Essay № 011 · Line: Dialogue · 13 min read
Why AI criticism isn't written by real experts

Why AI criticism isn't written by real experts

№ 011 · Dialogue 13 min

You search Google for "criticism of artificial intelligence" in Spanish. The first ten results are signed, without exception, by brands that sell AI, consultancies that advise on AI or universities that recruit tuition by selling AI master's degrees. Three categories that live off the very business they claim to criticize. Those who really know —Crawford, Zuboff, Gebru, Hinton, O'Neil, Bostrom— don't write in Spanish, don't do informational SEO, and therefore don't exist for the Spanish-speaking user who opens the browser with an honest question. What that user reads is written by whoever has a direct interest in how they read it.

What you call "debate" is something else

Before going on, a technical word worth clarifying because I'm going to repeat it a fair bit. SERP stands for Search Engine Results Page: the results page Google returns when you search for something. The first ten links are the ones most people open. The rest, almost nobody. Whoever occupies those ten positions occupies, in practice, the entirety of the public debate on that matter for non-specialists. The SERP isn't a shop window: it's the full contour of the mental territory any ordinary person moves through when they wonder "this AI thing, what's wrong with it?"

And that territory, in Spanish, is colonized. You type "risks of artificial intelligence" and the first results are IBM with its listicle of ten dangers, some consultancy with its own version of the same ten dangers, a private university selling a master's with a blog article that also lists ten dangers, and a cybersecurity firm recycling the same material with the word "cybersecurity" stuck to the headline. You type "disadvantages of AI" and the same cast appears with slight chromatic variations. You type "ethical problems of AI" and the protagonists are the same as always. Judge and party. All living off the sector. All with the same format.

There's no debate. There's occupation.

The listicle factory

Maybe it's worth looking at how a "10 dangers of AI" listicle gets manufactured before going on. Because the format isn't innocent; the format is the content.
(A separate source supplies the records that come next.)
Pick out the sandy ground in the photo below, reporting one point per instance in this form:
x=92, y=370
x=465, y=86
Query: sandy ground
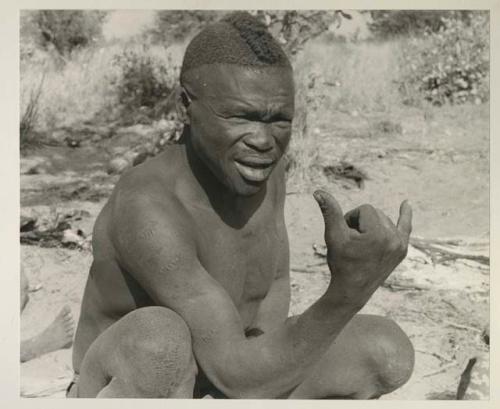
x=440, y=163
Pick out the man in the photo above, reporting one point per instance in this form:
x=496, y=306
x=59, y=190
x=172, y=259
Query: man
x=58, y=335
x=189, y=290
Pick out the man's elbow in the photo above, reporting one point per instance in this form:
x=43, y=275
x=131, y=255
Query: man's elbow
x=239, y=385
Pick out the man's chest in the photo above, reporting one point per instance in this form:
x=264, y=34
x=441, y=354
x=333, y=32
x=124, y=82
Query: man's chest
x=243, y=261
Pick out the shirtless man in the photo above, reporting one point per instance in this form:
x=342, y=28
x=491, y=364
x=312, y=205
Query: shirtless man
x=189, y=290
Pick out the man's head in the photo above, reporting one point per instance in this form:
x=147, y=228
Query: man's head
x=238, y=99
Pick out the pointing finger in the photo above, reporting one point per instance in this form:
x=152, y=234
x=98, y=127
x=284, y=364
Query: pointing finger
x=405, y=217
x=332, y=212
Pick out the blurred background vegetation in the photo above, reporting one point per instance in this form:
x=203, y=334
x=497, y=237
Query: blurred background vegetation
x=88, y=70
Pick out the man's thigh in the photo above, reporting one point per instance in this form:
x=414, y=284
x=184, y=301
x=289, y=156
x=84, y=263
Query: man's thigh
x=148, y=353
x=372, y=356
You take a template. The figure —ten, five, eight, seven— is set by whoever writes it according to what fits without the page getting so long it scares people off. The bullets are interchangeable because they're written in the abstract: "algorithmic bias," "job loss," "privacy," "deepfakes," "disinformation," "Skynet." None lands on a real case. None cites a study with figures. None explains what to do when two of the ten dangers come into contradiction —and they come into contradiction, all the time: privacy vs security, automation vs employment, transparency vs efficacy. The template avoids exactly that question because it would require thinking. And thinking isn't scalable. Listing is.

The most comic part is the pretension of neutrality. The IBM listicle doesn't end by saying "by the way, we sell AI, so take it with a pinch of salt." It ends with a link to "discover our solutions." The consultancy does the same. The university too. The listicle isn't an analysis with a conflict of interest. It's advertising disguised as an analysis with a conflict of interest. The rhetorical operation consists of sowing just enough fear for the reader to need the solution the same sender sells immediately below.

It's marketing. Bad marketing. But it arrives so clean, so well stuffed with bullets, so balanced in its false impartiality, that the reader closes the tab convinced they've read something serious. There the SERP ends. There ends, in many cases, the opinion that person will form about AI for years. Meanwhile, the sector keeps working.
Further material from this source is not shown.